The accident on Monday night is likely to end up as China's worst shipping disaster in almost 70 years.

Divers and other rescue workers pulled five people they found trapped in the upturned hull of the four-deck Eastern Star, a fraction of the 458 people state media reported were on board when the ship capsized.

Distraught relatives of some of the passengers scuffled with officials in the city of Shanghai, where many of those on board booked their trips, angry about what they said was a lack of information.

Dozens of rescue boats battled wind and rain to reach the ship, which lay upturned in water about 15 meters (50 feet) deep.

The Xinhua news agency said rescuers could hear people calling for help from inside the ship's hull and television showed rescuers cutting through it with an angle grinder.

One of the people pulled from the capsized boat was a 65-year-old woman.
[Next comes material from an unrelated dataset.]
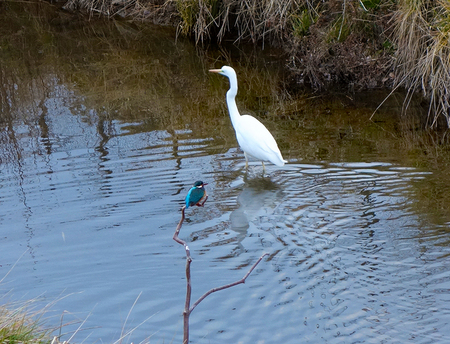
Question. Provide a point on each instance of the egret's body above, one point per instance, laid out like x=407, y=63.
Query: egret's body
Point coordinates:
x=196, y=195
x=253, y=137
Divers fixed breathing equipment to her nose and mouth to bring her up from under the water.

About another dozen people had been rescued and six bodies recovered, media reported, leaving more than 430 people unaccounted for.

China's weather bureau said a tornado hit the area where the boat was, a freak occurrence in a country where tornados do happen but are not common.
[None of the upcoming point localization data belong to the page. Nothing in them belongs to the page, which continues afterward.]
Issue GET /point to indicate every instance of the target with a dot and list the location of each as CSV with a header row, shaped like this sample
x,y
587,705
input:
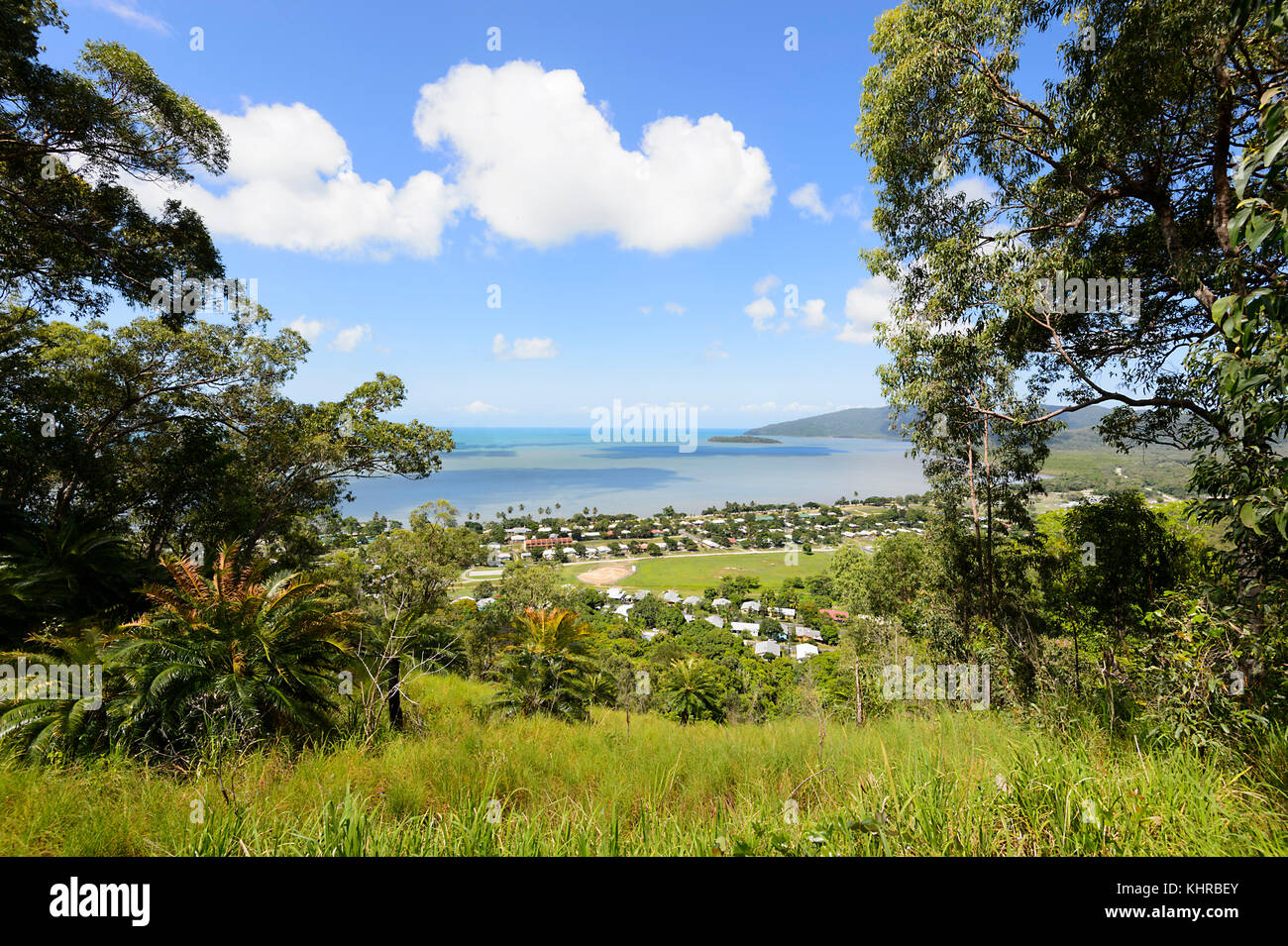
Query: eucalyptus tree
x,y
1086,227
The disaster could bring a bigger toll than the sinking of a ferry in South Korea in April 2014 that killed 304 people, most of them children on a school trip.

The People's Daily, which published a passenger manifest on its microblog, said those on board the Eastern Star ranged in age from three to more than 80.
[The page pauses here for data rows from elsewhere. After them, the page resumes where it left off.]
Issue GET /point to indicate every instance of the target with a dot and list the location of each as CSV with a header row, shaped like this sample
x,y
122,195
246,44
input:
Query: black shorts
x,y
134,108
Tour guide Zhang Hui, 43, told Xinhua the boat sank very fast and he scrambled out a window in torrential rain, clutching a life vest as he could not swim.

"Wave after wave crashed over me; I swallowed a lot of water," Zhang said, adding that he was unable to flag down passing boats and finally struggled ashore as dawn broke holding onto a branch.

President Xi Jinping had ordered that no efforts be spared in the rescue and Premier Li Keqiang went to the scene of the accident in central Hubei province, Xinhua said.

About 60 family members gathered outside a travel agency in Shanghai and demanded information.

"I only found out about this on the television news while I was at work and I came here," said 35-year-old Wang Sheng, whose said his mother and father were on board. "I cried all the way here and here I can't find anyone, the door is locked."

CAPTAIN DETAINED BY POLICE

The ship's captain and the chief engineer, who were among the few to be rescued, had been detained by police for questioning, Xinhua said.

According to the Yangtze River navigation administration, the pair said the ship sank quickly after it was caught in the tornado.

Xinhua reported that initial investigations had found the ship was not overloaded and it had enough life vests on board for its passengers. Those rescued were wearing life vests, Xinhua said.

Among those on board were 406 tourists, many of them elderly, along with 47 crew members and five tour guides, the People's Daily said.

State radio said the ship went over in about two minutes and no distress call had been issued. Seven people swam to shore to raise the alarm, media said.

Fishing boats were among the dozens of vessels helping in the search and rescue, Xinhua said, and more than 1,000 police with 40 inflatable boats had also been sent.

The Eastern Star, which has the capacity to carry more than 500 people, was heading to southwestern Chongqing city from Nanjing, capital of Jiangsu province. It sank at around 9:28 p.m. in the Jianli section of the Yangtze, Asia's longest river.

Accidents of this magnitude are uncommon in China where major rivers are used for tours and cruises. A tug sank on the Yangtze while undergoing sea trials in January, killing 22 of 25 people on board.

In the worst previous incident of its kind in China, the steamship Kiangya blew up on the Huangpu river in 1948, killing more than 1,000 people.

The Eastern Star is owned by the Chongqing Eastern Shipping Corporation, which runs tours along the Three Gorges section of the Yangtze.

Wang Jianhua, its vice general manager, said it had never suffered an incident of this magnitude. The official Hubei Daily said the company has been operating since 1981.